Semangat literasi anak-anak di Kabupaten Malinau, Kalimantan Utara, terus tumbuh melalui kehadiran Taman Bacaan Masyarakat (TBM) Lasan Baca. Tempat belajar ini menghadirkan konsep edukasi yang memadukan kegiatan membaca dengan permainan kreatif sehingga anak-anak dapat belajar dengan suasana yang lebih menyenangkan dan interaktif.
TBM Lasan Baca menjadi ruang belajar alternatif bagi anak-anak di daerah tersebut. Berbagai aktivitas digelar mulai dari membaca bersama, bermain edukatif, menggambar, hingga kegiatan pengembangan kreativitas yang mampu meningkatkan minat baca sejak usia dini. Pendekatan belajar sambil bermain dinilai efektif membuat anak lebih aktif, percaya diri, dan mudah memahami materi pembelajaran.

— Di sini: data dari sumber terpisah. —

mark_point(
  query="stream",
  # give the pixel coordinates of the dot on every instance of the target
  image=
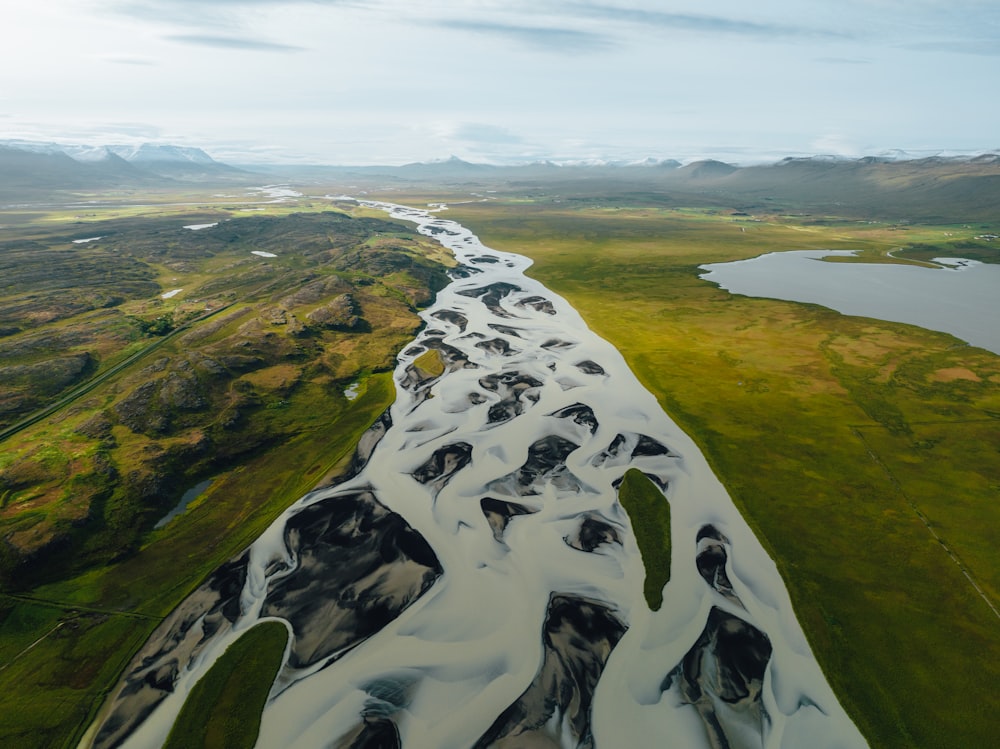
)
(473, 580)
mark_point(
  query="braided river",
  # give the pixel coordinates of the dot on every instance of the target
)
(473, 580)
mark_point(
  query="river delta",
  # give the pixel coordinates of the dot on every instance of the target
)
(473, 579)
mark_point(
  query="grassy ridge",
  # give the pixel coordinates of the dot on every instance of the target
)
(828, 432)
(649, 512)
(223, 709)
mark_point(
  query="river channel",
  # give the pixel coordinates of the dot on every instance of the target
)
(474, 582)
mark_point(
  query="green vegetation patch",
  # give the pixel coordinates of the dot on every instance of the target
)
(827, 430)
(430, 363)
(223, 709)
(649, 512)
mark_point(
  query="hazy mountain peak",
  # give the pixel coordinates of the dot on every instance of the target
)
(151, 152)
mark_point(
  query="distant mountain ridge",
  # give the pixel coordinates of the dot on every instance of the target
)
(30, 168)
(144, 153)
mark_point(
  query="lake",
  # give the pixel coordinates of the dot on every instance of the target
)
(961, 297)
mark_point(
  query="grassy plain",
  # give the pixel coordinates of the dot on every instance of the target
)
(252, 398)
(865, 454)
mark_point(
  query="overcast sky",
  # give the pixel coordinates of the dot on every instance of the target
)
(392, 81)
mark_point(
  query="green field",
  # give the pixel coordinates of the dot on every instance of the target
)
(251, 397)
(865, 454)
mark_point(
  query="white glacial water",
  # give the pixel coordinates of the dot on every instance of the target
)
(527, 624)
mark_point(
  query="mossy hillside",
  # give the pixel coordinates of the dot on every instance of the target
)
(776, 394)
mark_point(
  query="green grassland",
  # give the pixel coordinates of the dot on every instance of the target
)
(243, 383)
(865, 454)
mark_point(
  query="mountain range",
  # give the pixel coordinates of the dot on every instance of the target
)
(29, 169)
(891, 185)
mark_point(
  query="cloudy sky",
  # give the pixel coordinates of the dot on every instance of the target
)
(392, 81)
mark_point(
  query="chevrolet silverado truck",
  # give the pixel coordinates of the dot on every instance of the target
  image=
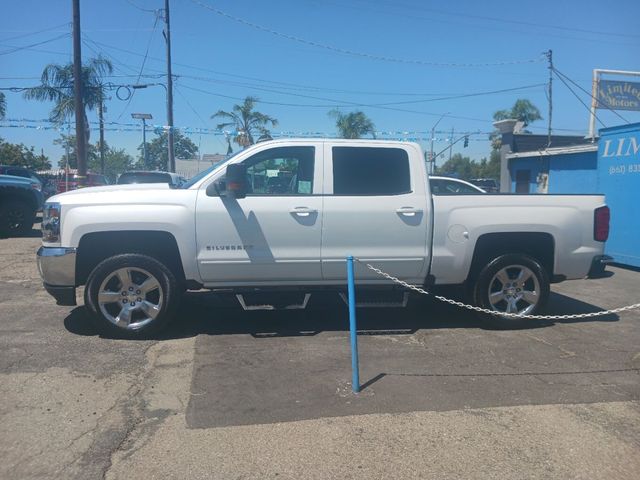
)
(282, 216)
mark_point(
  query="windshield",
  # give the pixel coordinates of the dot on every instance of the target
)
(193, 180)
(144, 177)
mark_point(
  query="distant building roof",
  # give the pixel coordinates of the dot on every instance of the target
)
(527, 142)
(192, 166)
(543, 152)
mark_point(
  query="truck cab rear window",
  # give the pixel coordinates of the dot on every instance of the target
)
(370, 171)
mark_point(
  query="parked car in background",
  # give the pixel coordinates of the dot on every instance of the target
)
(489, 185)
(20, 200)
(452, 186)
(173, 179)
(24, 173)
(70, 182)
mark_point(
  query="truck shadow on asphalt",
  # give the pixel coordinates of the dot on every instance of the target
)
(205, 313)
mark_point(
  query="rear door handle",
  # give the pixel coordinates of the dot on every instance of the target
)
(303, 211)
(408, 211)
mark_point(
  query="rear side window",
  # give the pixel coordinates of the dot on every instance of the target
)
(370, 171)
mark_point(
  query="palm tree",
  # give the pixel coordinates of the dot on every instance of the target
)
(57, 86)
(353, 124)
(3, 106)
(246, 121)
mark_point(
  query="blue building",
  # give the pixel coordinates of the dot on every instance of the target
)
(575, 165)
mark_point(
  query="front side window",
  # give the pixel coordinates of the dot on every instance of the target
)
(370, 171)
(281, 171)
(448, 187)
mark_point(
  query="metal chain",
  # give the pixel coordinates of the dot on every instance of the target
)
(494, 312)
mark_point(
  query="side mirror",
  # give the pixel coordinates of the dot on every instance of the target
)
(236, 180)
(214, 189)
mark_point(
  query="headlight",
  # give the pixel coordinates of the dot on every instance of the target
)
(51, 222)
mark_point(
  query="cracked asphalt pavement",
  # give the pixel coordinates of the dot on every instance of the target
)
(228, 394)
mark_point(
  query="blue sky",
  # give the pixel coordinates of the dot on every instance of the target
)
(394, 60)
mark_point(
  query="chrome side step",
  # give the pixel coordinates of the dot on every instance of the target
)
(248, 305)
(376, 302)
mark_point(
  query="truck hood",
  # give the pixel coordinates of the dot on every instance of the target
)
(112, 193)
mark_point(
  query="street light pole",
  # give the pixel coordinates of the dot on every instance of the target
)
(144, 117)
(81, 141)
(432, 161)
(167, 37)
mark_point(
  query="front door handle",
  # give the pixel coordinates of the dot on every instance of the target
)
(408, 211)
(303, 211)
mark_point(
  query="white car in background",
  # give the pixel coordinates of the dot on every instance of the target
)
(452, 186)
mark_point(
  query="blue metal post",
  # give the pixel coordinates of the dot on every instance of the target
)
(355, 374)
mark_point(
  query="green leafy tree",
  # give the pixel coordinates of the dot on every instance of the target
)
(3, 106)
(56, 85)
(116, 161)
(353, 124)
(246, 121)
(23, 156)
(68, 144)
(157, 154)
(523, 110)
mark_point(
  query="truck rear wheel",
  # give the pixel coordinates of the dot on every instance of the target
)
(514, 283)
(131, 296)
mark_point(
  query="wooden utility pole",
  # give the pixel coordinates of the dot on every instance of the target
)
(81, 141)
(550, 58)
(101, 120)
(167, 37)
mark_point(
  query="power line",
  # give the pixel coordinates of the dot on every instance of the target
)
(36, 32)
(578, 97)
(144, 61)
(191, 106)
(353, 52)
(337, 103)
(563, 28)
(349, 104)
(140, 8)
(17, 49)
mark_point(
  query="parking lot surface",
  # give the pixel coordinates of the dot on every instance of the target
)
(231, 394)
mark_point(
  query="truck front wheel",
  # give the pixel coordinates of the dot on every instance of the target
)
(16, 218)
(131, 295)
(513, 283)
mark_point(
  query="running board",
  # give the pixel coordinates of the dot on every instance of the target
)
(248, 305)
(377, 303)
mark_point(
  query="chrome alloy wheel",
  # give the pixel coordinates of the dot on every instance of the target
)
(514, 289)
(130, 298)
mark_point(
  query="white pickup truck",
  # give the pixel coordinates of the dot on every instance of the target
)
(283, 215)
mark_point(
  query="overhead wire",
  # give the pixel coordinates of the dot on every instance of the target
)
(14, 48)
(36, 32)
(345, 51)
(144, 61)
(578, 97)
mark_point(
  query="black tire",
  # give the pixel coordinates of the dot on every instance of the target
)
(112, 291)
(513, 283)
(16, 218)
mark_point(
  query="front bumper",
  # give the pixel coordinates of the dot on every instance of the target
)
(57, 267)
(598, 265)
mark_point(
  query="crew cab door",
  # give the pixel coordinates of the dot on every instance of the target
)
(376, 209)
(273, 234)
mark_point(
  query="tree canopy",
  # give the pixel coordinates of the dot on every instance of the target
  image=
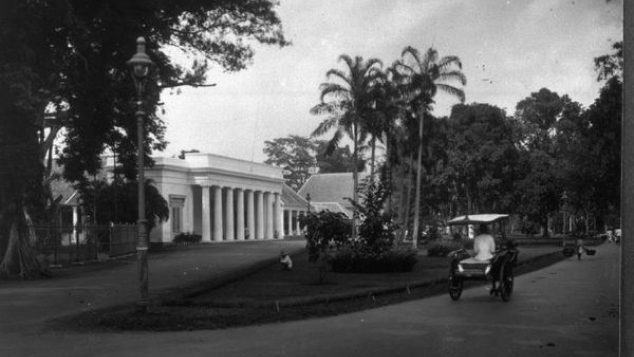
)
(70, 55)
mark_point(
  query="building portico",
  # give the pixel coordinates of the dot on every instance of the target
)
(221, 198)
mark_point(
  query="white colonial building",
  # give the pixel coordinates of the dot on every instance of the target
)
(223, 199)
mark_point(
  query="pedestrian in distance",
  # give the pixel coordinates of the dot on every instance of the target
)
(285, 261)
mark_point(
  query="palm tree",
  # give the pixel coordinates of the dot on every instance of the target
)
(346, 99)
(423, 78)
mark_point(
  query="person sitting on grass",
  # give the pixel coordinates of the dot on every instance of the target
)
(285, 261)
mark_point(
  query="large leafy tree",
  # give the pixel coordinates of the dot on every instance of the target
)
(540, 184)
(73, 54)
(340, 160)
(296, 155)
(346, 99)
(482, 153)
(424, 76)
(590, 142)
(116, 201)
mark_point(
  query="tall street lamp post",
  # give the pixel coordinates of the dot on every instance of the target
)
(140, 64)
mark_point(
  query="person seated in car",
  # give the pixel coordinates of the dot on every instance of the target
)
(484, 249)
(483, 244)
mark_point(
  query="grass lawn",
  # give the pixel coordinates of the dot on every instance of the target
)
(272, 295)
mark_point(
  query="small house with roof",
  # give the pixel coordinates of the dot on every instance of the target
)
(328, 192)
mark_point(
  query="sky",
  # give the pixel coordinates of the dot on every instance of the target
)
(508, 48)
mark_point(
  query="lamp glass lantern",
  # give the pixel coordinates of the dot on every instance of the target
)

Selain membantu meningkatkan kemampuan literasi, keberadaan TBM juga memperkuat budaya belajar di lingkungan masyarakat. Anak-anak tidak hanya diajak membaca buku, tetapi juga dilatih untuk berkomunikasi, bekerja sama, dan mengeksplorasi ide kreatif melalui berbagai kegiatan komunitas.
Program literasi seperti ini mendapat perhatian dari Kementerian Pendidikan Dasar dan Menengah sebagai bagian dari upaya membangun ekosistem pendidikan yang inklusif dan merata hingga daerah pelosok. Dukungan terhadap TBM diharapkan mampu memperluas akses pendidikan nonformal sekaligus menjadi ruang positif bagi perkembangan karakter anak.
Melalui pendekatan yang lebih santai dan menyenangkan, TBM Lasan Baca membuktikan bahwa peningkatan literasi tidak selalu harus dilakukan di ruang kelas formal. Dengan keterlibatan komunitas dan masyarakat sekitar, semangat membaca anak-anak di Malinau terus tumbuh dan menjadi fondasi penting dalam membangun generasi muda yang kreatif dan berpengetahuan luas.